Nobel Peace Prize awarded to Japan's nuke-bomb survivors group
Japan's leading organization of atomic bomb survivors, Nihon Hidankyo, won the 2024 Nobel Peace Prize on Friday, marking a milestone for the group that has campaigned over the years for the abolition of nuclear weapons, Kyodo reports.

The group, founded in 1956, was awarded the prize "for its efforts to achieve a world free of nuclear weapons and for demonstrating through witness testimony that nuclear weapons must never be used again," the Norwegian Nobel Committee said.

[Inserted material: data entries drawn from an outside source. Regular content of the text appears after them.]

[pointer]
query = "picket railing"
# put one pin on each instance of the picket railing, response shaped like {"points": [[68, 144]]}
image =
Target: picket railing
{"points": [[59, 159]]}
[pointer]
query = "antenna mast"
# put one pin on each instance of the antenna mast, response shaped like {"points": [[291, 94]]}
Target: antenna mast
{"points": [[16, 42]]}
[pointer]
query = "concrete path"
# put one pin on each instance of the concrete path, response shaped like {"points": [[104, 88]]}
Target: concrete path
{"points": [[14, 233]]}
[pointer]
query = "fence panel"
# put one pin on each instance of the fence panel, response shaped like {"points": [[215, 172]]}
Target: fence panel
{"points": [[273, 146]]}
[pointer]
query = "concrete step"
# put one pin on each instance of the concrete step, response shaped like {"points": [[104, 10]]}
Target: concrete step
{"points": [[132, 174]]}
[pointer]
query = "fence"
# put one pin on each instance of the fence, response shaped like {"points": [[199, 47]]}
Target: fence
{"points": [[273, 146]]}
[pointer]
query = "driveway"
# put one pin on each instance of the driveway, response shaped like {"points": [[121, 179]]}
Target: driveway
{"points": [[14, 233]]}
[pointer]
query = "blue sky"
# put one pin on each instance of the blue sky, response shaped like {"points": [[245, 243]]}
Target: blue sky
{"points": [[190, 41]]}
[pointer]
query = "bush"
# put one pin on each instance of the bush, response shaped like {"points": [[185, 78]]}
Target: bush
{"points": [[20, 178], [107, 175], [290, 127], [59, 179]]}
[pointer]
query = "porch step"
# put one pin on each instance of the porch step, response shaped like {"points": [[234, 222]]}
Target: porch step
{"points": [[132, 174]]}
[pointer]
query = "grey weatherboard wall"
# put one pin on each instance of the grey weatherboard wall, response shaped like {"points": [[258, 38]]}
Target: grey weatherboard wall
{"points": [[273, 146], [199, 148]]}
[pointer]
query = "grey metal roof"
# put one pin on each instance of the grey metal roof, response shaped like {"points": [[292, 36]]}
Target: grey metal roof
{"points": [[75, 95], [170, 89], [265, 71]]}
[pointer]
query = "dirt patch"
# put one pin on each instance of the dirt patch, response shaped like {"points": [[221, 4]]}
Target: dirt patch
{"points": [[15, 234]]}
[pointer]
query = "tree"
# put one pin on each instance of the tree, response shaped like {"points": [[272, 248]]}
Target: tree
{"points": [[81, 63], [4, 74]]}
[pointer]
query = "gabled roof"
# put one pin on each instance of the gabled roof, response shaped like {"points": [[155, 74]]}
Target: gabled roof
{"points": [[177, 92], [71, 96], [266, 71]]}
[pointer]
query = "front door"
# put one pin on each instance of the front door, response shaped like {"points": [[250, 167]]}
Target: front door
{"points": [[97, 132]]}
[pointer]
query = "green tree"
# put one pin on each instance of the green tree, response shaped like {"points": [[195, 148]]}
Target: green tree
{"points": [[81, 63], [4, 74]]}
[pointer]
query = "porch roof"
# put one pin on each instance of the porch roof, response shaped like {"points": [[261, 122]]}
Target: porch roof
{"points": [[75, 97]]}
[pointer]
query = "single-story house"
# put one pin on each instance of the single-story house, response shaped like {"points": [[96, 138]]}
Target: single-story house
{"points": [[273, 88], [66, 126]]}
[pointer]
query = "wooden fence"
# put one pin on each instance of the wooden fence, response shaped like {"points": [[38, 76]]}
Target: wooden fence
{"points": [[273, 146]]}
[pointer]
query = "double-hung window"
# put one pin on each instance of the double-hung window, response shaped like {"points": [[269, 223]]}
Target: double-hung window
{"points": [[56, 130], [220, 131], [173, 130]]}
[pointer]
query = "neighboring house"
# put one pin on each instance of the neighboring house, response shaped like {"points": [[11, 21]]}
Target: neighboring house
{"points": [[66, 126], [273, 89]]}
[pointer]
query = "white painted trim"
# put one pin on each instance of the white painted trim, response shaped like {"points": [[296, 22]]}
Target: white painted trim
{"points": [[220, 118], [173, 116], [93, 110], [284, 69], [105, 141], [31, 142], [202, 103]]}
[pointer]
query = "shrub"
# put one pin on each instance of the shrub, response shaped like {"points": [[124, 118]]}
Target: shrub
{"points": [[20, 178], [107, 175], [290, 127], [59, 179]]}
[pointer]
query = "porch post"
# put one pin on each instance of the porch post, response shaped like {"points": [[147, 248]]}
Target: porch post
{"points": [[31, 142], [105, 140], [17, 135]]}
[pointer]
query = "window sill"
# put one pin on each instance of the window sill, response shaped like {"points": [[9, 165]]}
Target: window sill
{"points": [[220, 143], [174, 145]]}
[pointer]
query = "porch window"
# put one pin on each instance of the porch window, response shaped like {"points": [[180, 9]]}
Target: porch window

According to the Committee, "these historical witnesses have helped to generate and consolidate widespread opposition to nuclear weapons around the world by drawing on personal stories, creating educational campaigns based on their own experience, and issuing urgent warnings against the spread and use of nuclear weapons. The Hibakusha help us to describe the indescribable, to think the unthinkable, and to somehow grasp the incomprehensible pain and suffering caused by nuclear weapons."
The Norwegian Nobel Committee reminds that "no nuclear weapon has been used in war in nearly 80 years.The extraordinary efforts of Nihon Hidankyo and other representatives of the Hibakusha have contributed greatly to the establishment of the nuclear taboo."